Since I don’t have a valid login for testing purposes, I skipped this step and just used the raw request for demonstration purposes.
Preparing to run
Think time is a delay between requests meant to simulate the time it takes for a user to think before taking another action. Without think time, JMeter would fire off requests one after another, which often isn’t realistic and drains resources. I don’t want that, so I added a JMeter timer. There are plenty of timers available, but I settled on a Uniform Random Timer.
The CEO of Shadow told Motherboard that many precinct chairs were confused by the login process as they had to put in three strings of numbers in the right sequence. So, I decided to work that into the script with the timer. I set it up with a constant delay of 2 minutes and a random delay of 1 minute so that the delay would vary from 2 minutes to 3 minutes to simulate a precinct chair attempting to log in a few times.
Execution: Running your mobile load test
According to Motherboard, Shadow has already taken the app servers offline. However, it’s not a good idea to run a full load test against an endpoint that you don’t own, so I decided not to run a test.
Usually, though, I’d want to start with a shakeout test of 10 users or so, and then gradually increase the user load until the peak of 1,800 users. I also would have played around with changing the load profile, such as by increasing or decreasing the ramp-up or steady-state durations, experimenting with stress tests and soak tests, and adding traffic from another availability zone to simulate the 99 satellite precincts around the world. Running multiple load generators can quickly get out of hand if you want to use physical machines, so I would run load tests on the cloud with something like Flood. All of these little changes would have given valuable data that would help me gauge the app’s performance in production-like situations.

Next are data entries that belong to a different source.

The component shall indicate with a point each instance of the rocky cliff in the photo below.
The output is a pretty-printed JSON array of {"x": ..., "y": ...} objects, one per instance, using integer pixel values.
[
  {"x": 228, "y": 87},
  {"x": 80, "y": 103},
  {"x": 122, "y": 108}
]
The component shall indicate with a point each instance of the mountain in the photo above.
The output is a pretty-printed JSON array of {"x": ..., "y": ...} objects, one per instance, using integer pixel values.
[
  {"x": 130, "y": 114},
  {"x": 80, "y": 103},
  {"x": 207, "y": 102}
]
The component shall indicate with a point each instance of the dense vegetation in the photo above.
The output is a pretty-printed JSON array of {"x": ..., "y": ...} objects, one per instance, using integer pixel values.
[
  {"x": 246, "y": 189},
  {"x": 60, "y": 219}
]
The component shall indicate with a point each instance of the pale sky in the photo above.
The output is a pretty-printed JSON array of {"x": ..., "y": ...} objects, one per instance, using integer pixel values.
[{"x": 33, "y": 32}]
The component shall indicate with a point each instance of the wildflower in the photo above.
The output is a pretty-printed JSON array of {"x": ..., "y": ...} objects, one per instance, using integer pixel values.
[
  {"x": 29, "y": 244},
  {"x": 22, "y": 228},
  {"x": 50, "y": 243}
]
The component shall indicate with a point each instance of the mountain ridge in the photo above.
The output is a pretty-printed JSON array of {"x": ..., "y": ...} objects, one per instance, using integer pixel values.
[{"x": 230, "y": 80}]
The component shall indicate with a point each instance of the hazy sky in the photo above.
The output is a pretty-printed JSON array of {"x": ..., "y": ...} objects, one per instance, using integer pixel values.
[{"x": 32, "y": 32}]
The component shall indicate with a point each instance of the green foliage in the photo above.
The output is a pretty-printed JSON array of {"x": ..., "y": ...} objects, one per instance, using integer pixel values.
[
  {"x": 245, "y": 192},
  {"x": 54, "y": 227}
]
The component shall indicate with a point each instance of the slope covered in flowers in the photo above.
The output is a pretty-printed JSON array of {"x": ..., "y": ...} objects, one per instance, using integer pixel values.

Building quality software is not a trivial task. There are many moving parts to account for, and critical errors can be introduced in every stage of an app’s development. While load issues were not the main culprit in the failure of the IowaReporterApp, a simple load test like the one I describe here, might have improved app stability and reliability. Even in cases where load testing doesn’t seem necessary, it can still uncover gross issues in configuration, usability, or security for an app developed on a deadline.